Table 1. ENCODE accession numbers for data sets used in this tutorial.
No | Accession | Cell line | Replicate | Input |
---|---|---|---|---|
1 | ENCFF000PED | HeLa | 1 | ENCFF000PET |
2 | ENCFF000PEE | HeLa | 2 | ENCFF000PET |
3 | ENCFF000PMG | HepG2 | 1 | ENCFF000POM |
4 | ENCFF000PMJ | HepG2 | 2 | ENCFF000PON |
5 | ENCFF000OWQ | neural | 1 | ENCFF000OXB |
6 | ENCFF000OWM | neural | 2 | ENCFF000OXE |
7 | ENCFF000RAG | SK-N-SH | 1 | ENCFF000RBT |
8 | ENCFF000RAH | SK-N-SH | 2 | ENCFF000RBU |
Table 2. ENCODE accession numbers for samples used.

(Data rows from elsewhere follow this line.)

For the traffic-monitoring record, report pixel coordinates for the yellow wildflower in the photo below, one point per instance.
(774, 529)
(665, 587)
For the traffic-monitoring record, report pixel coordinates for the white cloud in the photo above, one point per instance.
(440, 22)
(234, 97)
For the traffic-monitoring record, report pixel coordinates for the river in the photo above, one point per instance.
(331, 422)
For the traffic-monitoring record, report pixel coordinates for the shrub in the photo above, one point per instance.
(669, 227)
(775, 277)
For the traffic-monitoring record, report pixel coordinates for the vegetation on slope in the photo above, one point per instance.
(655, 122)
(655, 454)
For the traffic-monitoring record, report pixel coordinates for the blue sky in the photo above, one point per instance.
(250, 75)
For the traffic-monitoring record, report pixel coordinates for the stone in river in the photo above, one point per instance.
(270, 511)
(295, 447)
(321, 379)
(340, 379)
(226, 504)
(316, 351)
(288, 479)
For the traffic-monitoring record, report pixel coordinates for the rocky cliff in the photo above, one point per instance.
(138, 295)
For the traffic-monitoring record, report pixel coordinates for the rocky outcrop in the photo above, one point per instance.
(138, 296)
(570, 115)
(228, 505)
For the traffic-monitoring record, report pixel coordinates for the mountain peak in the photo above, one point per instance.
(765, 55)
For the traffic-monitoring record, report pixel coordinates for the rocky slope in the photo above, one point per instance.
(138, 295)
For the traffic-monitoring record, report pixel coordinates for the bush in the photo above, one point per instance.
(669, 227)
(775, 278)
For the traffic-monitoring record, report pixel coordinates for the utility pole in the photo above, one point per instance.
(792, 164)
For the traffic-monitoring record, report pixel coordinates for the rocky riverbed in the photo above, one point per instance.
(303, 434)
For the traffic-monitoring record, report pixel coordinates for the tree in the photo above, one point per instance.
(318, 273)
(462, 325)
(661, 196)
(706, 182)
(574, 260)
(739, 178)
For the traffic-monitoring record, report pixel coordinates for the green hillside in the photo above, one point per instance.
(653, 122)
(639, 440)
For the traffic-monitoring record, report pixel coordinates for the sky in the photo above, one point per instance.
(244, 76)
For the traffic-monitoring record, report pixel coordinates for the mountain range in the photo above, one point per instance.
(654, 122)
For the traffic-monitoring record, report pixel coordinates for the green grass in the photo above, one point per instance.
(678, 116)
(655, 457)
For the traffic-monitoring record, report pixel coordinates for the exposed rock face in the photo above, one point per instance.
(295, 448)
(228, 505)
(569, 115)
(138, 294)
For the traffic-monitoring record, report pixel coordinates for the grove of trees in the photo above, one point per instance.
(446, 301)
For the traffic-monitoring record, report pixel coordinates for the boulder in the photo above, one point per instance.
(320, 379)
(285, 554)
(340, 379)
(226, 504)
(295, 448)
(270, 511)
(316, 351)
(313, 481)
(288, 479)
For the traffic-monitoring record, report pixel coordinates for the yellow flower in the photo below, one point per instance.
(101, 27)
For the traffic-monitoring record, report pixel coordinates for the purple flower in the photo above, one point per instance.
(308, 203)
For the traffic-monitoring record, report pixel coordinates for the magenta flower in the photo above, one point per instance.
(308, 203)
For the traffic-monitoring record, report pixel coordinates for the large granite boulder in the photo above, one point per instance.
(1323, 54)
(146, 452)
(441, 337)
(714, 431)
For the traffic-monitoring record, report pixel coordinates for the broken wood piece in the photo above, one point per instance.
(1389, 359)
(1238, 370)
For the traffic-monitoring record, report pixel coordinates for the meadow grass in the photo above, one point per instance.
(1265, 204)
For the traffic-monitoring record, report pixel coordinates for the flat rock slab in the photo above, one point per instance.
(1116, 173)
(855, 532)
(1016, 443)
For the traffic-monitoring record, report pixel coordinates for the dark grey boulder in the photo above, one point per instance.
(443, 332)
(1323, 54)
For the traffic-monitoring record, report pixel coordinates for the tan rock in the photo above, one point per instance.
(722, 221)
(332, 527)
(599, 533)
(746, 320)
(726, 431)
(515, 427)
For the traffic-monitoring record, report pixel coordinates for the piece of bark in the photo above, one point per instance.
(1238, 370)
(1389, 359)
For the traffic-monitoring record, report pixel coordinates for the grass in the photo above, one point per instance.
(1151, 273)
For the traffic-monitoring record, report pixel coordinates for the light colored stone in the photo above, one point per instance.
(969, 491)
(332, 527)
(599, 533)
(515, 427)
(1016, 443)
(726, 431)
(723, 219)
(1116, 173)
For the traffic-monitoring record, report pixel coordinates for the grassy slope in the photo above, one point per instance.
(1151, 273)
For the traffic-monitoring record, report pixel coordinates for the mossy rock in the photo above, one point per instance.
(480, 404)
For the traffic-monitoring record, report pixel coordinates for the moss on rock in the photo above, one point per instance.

Reads were mapped by ENCODE consortium to the human genome assembly version hg19 using bowtie, a short read aligner performing ungapped global alignment. Only reads with one best alignment were reported , sometimes also called “unique alignments” or “uniquely aligned reads”. This type of alignment excludes reads mapping to multiple location in the genome from any down-stream analyses.
To shorten computational time required to run steps in this tutorial we scaled down dataset by keeping reads mapping to chromosomes 1 and 2 only. For the post peak-calling QC and differential occupancy part of the tutorials, peaks were called using entire data set. Note that all methods used in this exercise perform significantly better when used on complete (i.e. non-subset) data sets. Their accuracy most often scales with the number of mapped reads in each library, but so does the run time. For reference we include the key plots generated analysing the complete data set Appendix.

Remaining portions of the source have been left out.